Personal information
- Full name: Rowan Scrope Rait Kerr
- Born: 13 April 1891 Bray, Ireland
- Died: 7 April 1961 (aged 69) Constantine Bay, Cornwall, England
- Batting: Right-handed

Domestic team information
- 1913/14–1920/21: Europeans

Career statistics
| Competition | First-class |
| Matches | 6 |
| Runs scored | 89 |
| Batting average | 7.41 |
| 100s/50s | –/– |
| Top score | 24 |
| Catches/stumpings | 3/– |
- Source: Cricinfo, 3 January 2022

= Rowan Rait Kerr =

Irish-born cricketer, secretary of the MCC

Colonel Rowan Scrope Rait Kerr (13 April 1891 – 7 April 1961) was an Irish-born cricketer and sporting administrator.

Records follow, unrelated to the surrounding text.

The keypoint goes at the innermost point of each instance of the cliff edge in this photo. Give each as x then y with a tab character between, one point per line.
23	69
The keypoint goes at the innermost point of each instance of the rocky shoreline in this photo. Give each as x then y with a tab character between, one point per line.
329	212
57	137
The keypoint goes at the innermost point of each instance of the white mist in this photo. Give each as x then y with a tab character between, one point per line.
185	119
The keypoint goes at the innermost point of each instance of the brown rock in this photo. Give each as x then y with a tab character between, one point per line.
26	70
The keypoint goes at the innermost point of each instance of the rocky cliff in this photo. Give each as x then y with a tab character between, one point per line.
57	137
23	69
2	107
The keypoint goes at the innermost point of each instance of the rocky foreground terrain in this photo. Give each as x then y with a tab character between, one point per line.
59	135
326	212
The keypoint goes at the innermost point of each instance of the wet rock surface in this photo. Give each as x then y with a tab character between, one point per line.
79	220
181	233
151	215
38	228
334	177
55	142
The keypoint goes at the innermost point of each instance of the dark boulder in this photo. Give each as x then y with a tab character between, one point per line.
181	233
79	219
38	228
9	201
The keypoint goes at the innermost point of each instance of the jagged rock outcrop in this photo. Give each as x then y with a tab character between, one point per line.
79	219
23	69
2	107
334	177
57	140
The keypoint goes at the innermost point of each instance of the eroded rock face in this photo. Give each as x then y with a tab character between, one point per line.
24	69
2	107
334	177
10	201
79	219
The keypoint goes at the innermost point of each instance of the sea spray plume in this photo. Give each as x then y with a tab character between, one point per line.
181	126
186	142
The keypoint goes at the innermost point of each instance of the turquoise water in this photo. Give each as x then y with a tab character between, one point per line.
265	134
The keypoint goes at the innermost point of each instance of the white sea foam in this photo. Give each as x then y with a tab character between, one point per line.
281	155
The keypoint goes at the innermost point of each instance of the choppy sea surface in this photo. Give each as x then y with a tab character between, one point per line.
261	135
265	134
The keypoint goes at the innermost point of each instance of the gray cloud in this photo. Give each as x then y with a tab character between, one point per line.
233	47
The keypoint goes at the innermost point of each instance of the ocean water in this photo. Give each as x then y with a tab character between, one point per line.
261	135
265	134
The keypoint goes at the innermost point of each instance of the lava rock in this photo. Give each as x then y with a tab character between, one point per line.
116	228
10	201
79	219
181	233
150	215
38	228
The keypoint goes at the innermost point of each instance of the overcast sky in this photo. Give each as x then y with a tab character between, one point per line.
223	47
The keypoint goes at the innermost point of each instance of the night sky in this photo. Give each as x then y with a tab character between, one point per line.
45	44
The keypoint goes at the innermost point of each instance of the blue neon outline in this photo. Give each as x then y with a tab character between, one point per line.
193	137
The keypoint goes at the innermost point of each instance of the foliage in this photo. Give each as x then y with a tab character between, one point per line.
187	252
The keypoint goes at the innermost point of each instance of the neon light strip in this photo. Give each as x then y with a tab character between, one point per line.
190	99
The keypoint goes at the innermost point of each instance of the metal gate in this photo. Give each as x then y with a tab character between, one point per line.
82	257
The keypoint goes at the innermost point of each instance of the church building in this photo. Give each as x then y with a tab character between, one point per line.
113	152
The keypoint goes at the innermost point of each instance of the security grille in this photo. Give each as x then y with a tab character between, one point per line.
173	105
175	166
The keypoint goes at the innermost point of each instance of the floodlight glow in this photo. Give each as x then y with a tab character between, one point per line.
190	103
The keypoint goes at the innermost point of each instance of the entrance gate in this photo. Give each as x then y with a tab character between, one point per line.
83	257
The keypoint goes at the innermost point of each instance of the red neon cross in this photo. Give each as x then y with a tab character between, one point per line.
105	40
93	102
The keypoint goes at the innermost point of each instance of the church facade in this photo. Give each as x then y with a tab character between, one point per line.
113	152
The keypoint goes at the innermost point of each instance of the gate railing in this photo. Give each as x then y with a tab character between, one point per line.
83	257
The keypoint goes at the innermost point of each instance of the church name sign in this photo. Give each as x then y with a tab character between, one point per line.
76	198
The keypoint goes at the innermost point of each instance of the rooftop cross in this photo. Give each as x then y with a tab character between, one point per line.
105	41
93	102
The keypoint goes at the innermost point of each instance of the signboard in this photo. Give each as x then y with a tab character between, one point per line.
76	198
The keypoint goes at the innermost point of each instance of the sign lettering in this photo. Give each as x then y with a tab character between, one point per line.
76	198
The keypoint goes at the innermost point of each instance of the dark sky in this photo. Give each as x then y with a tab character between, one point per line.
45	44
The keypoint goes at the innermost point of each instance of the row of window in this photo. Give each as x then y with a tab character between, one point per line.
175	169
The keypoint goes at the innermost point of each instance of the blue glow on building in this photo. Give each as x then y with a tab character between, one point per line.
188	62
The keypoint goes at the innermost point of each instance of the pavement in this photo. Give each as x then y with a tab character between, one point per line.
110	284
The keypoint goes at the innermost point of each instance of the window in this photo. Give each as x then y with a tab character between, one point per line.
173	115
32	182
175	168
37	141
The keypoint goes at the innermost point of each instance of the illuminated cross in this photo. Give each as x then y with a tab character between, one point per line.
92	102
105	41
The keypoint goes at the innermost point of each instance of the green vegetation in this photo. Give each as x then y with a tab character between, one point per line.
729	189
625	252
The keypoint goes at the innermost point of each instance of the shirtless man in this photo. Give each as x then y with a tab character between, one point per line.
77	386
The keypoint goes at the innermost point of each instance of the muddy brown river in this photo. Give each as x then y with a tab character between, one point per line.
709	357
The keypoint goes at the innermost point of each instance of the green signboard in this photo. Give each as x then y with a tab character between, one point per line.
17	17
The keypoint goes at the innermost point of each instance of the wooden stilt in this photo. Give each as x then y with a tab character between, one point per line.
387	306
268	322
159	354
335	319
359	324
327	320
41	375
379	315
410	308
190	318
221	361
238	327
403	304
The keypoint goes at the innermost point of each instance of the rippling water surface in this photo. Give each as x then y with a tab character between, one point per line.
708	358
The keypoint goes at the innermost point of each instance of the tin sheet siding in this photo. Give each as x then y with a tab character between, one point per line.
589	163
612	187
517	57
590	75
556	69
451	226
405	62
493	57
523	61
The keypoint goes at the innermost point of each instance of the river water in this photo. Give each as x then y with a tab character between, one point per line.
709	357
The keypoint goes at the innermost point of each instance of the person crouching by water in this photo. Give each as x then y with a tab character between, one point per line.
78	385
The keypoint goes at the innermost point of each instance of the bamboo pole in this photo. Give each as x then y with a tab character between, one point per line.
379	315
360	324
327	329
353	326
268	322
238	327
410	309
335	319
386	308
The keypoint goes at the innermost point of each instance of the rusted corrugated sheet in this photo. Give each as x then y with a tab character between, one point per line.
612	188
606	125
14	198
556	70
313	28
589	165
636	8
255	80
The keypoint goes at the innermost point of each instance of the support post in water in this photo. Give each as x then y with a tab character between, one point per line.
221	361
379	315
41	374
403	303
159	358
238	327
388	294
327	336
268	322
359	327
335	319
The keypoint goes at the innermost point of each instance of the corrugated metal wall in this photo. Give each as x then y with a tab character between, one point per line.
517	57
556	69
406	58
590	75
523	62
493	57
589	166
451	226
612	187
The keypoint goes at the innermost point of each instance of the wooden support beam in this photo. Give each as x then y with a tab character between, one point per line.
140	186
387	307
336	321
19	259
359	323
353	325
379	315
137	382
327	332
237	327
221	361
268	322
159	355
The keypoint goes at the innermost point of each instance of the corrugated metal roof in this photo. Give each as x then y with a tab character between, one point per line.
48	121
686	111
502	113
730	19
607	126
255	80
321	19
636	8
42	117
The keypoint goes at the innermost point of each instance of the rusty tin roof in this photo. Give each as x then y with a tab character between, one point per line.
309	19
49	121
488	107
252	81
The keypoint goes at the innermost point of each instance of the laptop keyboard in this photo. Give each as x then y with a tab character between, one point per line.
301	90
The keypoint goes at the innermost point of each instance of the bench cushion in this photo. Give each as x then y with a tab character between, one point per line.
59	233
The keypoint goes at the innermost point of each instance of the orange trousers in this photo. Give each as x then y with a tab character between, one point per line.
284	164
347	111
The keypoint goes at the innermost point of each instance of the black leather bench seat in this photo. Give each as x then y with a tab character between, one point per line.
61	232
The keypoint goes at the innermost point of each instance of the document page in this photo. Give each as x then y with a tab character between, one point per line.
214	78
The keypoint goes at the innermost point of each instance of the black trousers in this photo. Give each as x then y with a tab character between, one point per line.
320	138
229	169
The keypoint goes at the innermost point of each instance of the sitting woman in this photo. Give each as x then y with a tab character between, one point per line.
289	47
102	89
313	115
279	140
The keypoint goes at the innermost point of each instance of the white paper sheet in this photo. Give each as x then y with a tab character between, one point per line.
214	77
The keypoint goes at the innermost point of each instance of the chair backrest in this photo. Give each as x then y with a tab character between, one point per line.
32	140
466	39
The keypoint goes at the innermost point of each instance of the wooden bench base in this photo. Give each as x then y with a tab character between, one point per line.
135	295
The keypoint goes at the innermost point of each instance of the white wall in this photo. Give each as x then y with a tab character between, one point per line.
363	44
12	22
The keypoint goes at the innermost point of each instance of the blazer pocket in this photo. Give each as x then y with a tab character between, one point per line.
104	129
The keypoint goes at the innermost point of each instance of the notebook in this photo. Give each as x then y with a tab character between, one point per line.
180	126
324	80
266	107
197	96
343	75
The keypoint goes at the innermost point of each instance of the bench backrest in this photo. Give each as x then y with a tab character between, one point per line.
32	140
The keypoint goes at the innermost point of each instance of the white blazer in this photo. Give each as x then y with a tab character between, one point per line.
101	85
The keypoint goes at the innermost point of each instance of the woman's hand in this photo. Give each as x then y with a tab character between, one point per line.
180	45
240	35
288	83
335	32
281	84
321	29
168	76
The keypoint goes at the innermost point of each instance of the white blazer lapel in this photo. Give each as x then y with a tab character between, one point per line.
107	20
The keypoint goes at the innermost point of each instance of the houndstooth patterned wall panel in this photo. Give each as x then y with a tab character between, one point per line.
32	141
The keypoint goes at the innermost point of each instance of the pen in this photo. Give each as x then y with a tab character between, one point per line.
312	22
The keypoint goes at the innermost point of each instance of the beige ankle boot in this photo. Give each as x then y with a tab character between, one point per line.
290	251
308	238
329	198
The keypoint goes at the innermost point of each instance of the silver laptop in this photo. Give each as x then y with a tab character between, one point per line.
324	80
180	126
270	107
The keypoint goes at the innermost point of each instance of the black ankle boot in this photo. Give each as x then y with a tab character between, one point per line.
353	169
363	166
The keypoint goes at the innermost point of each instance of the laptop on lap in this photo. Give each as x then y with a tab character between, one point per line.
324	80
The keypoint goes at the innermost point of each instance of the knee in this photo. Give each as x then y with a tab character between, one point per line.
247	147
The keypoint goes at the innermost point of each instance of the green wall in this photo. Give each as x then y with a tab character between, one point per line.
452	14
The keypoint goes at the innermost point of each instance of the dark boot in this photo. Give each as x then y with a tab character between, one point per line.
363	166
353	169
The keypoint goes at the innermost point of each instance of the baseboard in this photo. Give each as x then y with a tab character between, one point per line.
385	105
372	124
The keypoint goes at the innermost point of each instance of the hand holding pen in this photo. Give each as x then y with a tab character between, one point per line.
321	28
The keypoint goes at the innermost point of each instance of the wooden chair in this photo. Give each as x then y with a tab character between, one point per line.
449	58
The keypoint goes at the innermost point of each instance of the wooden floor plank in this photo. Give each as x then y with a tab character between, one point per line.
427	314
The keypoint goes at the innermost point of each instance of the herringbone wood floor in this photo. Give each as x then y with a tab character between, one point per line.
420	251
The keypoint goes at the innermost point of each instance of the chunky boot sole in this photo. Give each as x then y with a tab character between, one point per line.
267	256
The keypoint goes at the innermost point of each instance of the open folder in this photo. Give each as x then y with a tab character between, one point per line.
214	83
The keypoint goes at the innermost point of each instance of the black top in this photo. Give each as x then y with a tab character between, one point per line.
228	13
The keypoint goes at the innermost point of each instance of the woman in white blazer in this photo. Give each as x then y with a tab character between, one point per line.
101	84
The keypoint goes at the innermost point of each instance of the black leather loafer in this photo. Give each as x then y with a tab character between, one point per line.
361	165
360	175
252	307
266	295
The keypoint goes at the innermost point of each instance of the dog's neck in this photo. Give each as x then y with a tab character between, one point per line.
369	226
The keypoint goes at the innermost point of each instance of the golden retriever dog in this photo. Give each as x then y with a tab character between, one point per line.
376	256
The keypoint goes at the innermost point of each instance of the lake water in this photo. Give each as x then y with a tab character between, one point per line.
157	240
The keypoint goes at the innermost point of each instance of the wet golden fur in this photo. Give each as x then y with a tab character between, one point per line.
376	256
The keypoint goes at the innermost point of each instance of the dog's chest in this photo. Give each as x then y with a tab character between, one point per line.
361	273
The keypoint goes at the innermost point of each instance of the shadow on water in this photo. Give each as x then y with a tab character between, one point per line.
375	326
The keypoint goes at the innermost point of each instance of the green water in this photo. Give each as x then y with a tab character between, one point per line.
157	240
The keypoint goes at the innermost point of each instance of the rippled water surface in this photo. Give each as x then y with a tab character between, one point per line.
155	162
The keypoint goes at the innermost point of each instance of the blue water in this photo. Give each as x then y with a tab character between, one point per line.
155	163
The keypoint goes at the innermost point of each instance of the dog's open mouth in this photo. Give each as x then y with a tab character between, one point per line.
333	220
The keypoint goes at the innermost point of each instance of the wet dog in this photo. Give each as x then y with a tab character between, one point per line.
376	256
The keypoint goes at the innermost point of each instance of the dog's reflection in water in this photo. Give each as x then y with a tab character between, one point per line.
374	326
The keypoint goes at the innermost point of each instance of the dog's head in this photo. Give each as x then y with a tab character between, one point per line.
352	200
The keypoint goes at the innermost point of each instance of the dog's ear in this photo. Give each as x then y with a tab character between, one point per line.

Rait Kerr was born in Bray, Ireland third son of Sylvester Rait Kerr of Rathmoyle, Edenderry King's Co and led a distinguished army career. He was educated at Rugby. He graduated from Sandhurst in 1910 and joined the Royal Engineers. By 1916 he had been promoted to temporary captain, and by 1917 he was acting major and had been awarded the Military Cross and the D.S.O.

As a cricketer, he played in six first-class matches. Five of these were for the Europeans in India between 1913–14 and 1920–21, while the other came after a decade's absence from first-class cricket when he appeared for the Army against Oxford University in 1931.

He succeeded William Findlay as Secretary of the Marylebone Cricket Club in 1936 and he retired in 1952. His daughter Diana Rait Kerr became the first Curator of the MCC and she later became one of the first elected lady members of the club in 1999.

Colonel Rait Kerr died at Constantine Bay in Cornwall, aged 69.

==Bibliography==
- A History of Royal Engineers Cricket 1862-1924, Institute of Royal Engineers, 1925.
- The laws of cricket: Their history and growth, Longmans, Green & Co, 1950.
- Cricket Umpiring and Scoring, Phoenix House, 1964.
- Cricket Umpiring and Scoring - 3rd Revised edition, with Thomas Edward Smith, Littlehampton Book Services Ltd, 1969.